Spitzer’s observations of the system were among the last data points collected by the satellite before it was retired in January 2020.
“It’s incredible to read about the continued discoveries and publications years after Spitzer’s mission concluded,” said Joseph Hunt, Spitzer project manager at NASA’s Jet Propulsion Laboratory in Southern California. “This demonstrates the accomplishments of our world-class engineers and scientists.” They collaborated to build not only a spacecraft but also a data set that is still useful to the astrophysics community.”

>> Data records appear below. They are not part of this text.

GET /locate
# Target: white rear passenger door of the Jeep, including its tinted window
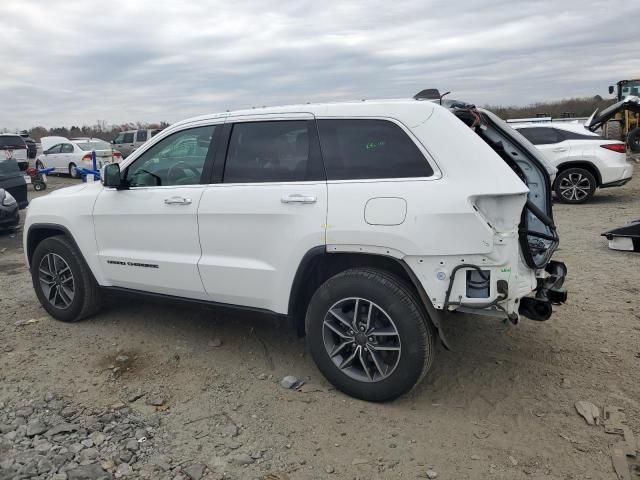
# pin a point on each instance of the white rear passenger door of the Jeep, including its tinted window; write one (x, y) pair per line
(264, 210)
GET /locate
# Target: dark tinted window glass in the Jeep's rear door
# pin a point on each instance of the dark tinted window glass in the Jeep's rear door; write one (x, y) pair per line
(274, 151)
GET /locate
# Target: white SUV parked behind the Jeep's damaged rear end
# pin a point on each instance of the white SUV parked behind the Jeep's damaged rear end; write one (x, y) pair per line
(585, 161)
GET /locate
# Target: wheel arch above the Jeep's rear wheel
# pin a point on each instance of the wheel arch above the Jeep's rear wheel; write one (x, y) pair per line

Who are the collaborators and partners involved in the TESS mission?
TESS is a NASA Astrophysics Explorer mission led and administered by MIT in Cambridge, Massachusetts. Northrop Grumman in Falls Church, Virginia; NASA’s Ames Research Center in California’s Silicon Valley; the Center for Astrophysics | Harvard & Smithsonian in Cambridge, Massachusetts; MIT’s Lincoln Laboratory; and the Space Telescope Science Institute in Baltimore are among the other collaborators. The mission includes more than a dozen colleges, research institutes, and observatories from around the world.
Where is the Spitzer data archive located and who oversees it?
The Spitzer data archive, which is kept at the Infrared Science Archive at IPAC at Caltech in Pasadena, California, houses the whole body of scientific data produced by Spitzer during its existence. Spitzer mission operations were overseen for NASA’s Science Mission Directorate in Washington by Caltech’s Jet Propulsion Laboratory. The Spitzer Science Center at IPAC at Caltech was the site of the science operations. Lockheed Martin Space in Littleton, Colorado was responsible for spacecraft operations.